On May 18, 1921, a Special Meeting was held at the House of the Academy at 28 Newbury Street in honor of Professor Albert Einstein of the Academy of Sciences in Berlin, during his first visit to the United States. That same year Einstein would receive the Nobel Prize in Physics. Two hundred Members and guests attended the afternoon meeting. President George Foot Moore opened the meeting by addressing Professor Einstein and speaking of the “peculiarly international character of science, and of its advances...” Einstein then addressed the Academy in German and gave an exposition of the theory of general relativity.
Harlow Shapley, an astronomer and past President of the Academy, later recalled Einstein’s apparent confusion during the meeting when a member, Professor Julian Coolidge, would helpfully jump up and erase an equation as soon as Einstein would turn his back. By way of explanation, Shapley later remarked, “Here we believe, apparently, in fresh equations.”

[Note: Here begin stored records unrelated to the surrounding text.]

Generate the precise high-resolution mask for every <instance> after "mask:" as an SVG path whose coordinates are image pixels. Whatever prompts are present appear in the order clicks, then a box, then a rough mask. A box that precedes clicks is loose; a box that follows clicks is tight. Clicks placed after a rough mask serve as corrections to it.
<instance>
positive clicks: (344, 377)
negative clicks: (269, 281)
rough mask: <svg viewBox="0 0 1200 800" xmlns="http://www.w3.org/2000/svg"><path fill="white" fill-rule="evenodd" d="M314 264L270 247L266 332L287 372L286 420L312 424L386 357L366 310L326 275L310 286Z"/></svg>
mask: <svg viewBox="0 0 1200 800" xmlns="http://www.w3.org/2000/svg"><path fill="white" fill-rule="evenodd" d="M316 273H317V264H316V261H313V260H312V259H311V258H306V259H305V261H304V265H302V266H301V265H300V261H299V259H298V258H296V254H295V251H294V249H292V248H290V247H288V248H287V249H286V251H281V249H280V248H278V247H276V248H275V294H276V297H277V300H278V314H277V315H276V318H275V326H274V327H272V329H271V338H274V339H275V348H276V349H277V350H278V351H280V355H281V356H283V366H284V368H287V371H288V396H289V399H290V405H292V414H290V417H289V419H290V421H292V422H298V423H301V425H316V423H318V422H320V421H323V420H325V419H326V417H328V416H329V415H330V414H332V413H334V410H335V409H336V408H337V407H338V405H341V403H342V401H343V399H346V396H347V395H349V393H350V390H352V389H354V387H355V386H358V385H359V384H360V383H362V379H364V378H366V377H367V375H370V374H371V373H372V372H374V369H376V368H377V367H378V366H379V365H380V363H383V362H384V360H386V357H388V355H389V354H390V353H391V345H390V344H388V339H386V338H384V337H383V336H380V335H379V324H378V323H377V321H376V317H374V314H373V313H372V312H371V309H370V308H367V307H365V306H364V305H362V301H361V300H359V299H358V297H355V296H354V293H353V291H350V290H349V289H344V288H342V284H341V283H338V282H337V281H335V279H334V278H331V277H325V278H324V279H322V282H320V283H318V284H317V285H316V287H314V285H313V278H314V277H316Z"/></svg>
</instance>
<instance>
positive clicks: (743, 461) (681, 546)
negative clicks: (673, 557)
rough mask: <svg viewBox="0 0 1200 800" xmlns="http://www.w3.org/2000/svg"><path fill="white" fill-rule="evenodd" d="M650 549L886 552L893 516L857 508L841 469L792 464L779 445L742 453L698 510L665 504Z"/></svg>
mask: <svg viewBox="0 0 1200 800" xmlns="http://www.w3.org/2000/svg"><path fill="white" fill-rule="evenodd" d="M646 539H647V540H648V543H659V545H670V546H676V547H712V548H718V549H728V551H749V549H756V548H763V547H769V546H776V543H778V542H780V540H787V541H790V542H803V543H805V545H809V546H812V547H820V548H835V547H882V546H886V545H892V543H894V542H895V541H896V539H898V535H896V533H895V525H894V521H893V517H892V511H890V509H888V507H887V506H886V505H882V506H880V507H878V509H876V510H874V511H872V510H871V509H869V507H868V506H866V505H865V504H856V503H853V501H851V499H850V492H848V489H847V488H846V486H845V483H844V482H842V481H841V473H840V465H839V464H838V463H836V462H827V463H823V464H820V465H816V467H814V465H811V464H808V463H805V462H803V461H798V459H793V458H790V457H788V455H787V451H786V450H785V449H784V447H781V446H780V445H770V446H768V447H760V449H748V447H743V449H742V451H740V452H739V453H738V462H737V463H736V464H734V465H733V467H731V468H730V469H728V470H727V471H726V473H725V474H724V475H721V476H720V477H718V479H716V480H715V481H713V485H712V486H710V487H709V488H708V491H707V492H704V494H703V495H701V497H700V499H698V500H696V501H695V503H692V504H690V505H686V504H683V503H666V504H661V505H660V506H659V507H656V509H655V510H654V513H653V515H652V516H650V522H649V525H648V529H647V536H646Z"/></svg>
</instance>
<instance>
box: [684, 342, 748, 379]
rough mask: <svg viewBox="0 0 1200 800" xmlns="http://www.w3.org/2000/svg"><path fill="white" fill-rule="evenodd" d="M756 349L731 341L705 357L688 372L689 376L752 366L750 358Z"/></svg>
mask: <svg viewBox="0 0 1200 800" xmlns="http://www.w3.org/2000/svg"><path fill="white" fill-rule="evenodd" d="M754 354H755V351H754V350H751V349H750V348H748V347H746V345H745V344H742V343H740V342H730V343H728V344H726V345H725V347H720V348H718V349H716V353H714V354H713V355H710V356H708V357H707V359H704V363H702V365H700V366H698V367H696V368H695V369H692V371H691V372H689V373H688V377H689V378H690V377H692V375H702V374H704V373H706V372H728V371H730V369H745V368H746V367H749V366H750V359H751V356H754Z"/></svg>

In the previous year, the Academy had devoted a Stated Meeting to three lectures on the theory of relativity and its implications for astronomy and the study of gravitation. In fact, the Academy began publishing explanations and explorations of Einstein’s theories in Memoirs as early as 1909, less than five years after Einstein published his first theory of special relativity.
Einstein was elected to the Academy in 1924, and his letter of acceptance is on permanent display in the Academy Atrium.